Los libros fueron su devoción.  Los primeros cuentos que escuchó Gabo siendo niño no fueron las epopeyas de la Historia Sagrada, sino la historia de los forasteros que llegaban a la estación de Aracataca, los acordeoneros que tocaban en la plaza un paseo con esos acordeones de contrabando que venían de Alemania a los puertos del Caribe, y en cuyos fuelles resonaba una música triste, desconsolada, que al niño García Márquez, le pareció cómo si ellos mismos se les arrugara el corazón.

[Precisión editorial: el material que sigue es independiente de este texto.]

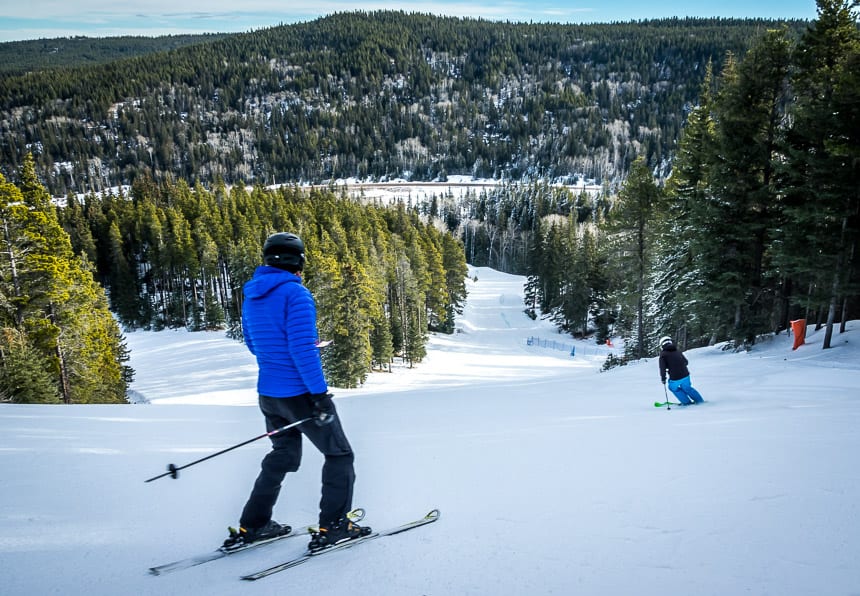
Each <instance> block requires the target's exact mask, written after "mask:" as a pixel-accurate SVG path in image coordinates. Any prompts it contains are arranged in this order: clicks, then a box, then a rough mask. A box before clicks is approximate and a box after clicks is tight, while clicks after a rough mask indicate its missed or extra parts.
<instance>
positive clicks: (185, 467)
mask: <svg viewBox="0 0 860 596" xmlns="http://www.w3.org/2000/svg"><path fill="white" fill-rule="evenodd" d="M310 420H313V417H308V418H303V419H301V420H299V421H297V422H293V423H292V424H288V425H286V426H282V427H281V428H276V429H275V430H273V431H269V432H267V433H263V434H262V435H260V436H259V437H254V438H253V439H248V440H247V441H244V442H242V443H239V444H237V445H233V446H232V447H227V449H222V450H221V451H219V452H218V453H213V454H212V455H207V456H206V457H201V458H200V459H198V460H195V461H193V462H191V463H190V464H185V465H184V466H178V467H177V466H175V465H173V464H168V466H167V471H166V472H165V473H164V474H159V475H158V476H153V477H152V478H150V479H149V480H144V482H152V481H153V480H158V479H159V478H164V477H165V476H170V477H171V478H178V477H179V470H184V469H185V468H190V467H191V466H195V465H197V464H199V463H200V462H204V461H206V460H207V459H212V458H213V457H216V456H218V455H221V454H223V453H227V452H228V451H233V450H234V449H237V448H239V447H242V446H243V445H247V444H248V443H253V442H254V441H259V440H260V439H262V438H263V437H271V436H272V435H276V434H278V433H279V432H283V431H285V430H287V429H290V428H293V427H294V426H298V425H299V424H303V423H305V422H308V421H310Z"/></svg>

De esa presencia torrencial de voces y augurios, el niño escuchó las historias prodigiosas de la tradición oral del Caribe, alimentadas de la sabiduría indígena, la nostalgia doliente de África y el desarraigo europeo. El primer cuento que él recuerda técnicamente hablando, es Genoveva de Bramante, en los labios de una mujer venezolana que les contaba a los niños las proezas de la literatura universal como si fueran cuentos infantiles. Se trataba de La Odisea, Orlando Furioso, El Quijote, El Conde Montecristo, y algunas escenas sobrenaturales de La Biblia, cuyo acento  profético encantaron al niño García Márquez. De aquel libro descosido que había encontrado en la casa, de cuyo nombre sólo vino a saber después que se trataba de las Mil y una noches, leyó la historia que más le hechizó: la de un pescador  que promete a su vecina un pescado a cambio de que le regale el plomo para hacer la atarraya, y cuando la mujer está abriendo el pescado descubre que dentro de él hay un diamante del tamaño de una almendra. Y otra historia que siempre lo deslumbró: la de la mujer que comía sólo granitos de arroz, pinchándolos con un alfiler, hasta que su marido descubre que su mujer se perdía  de la casa a comer muertos en el cementerio.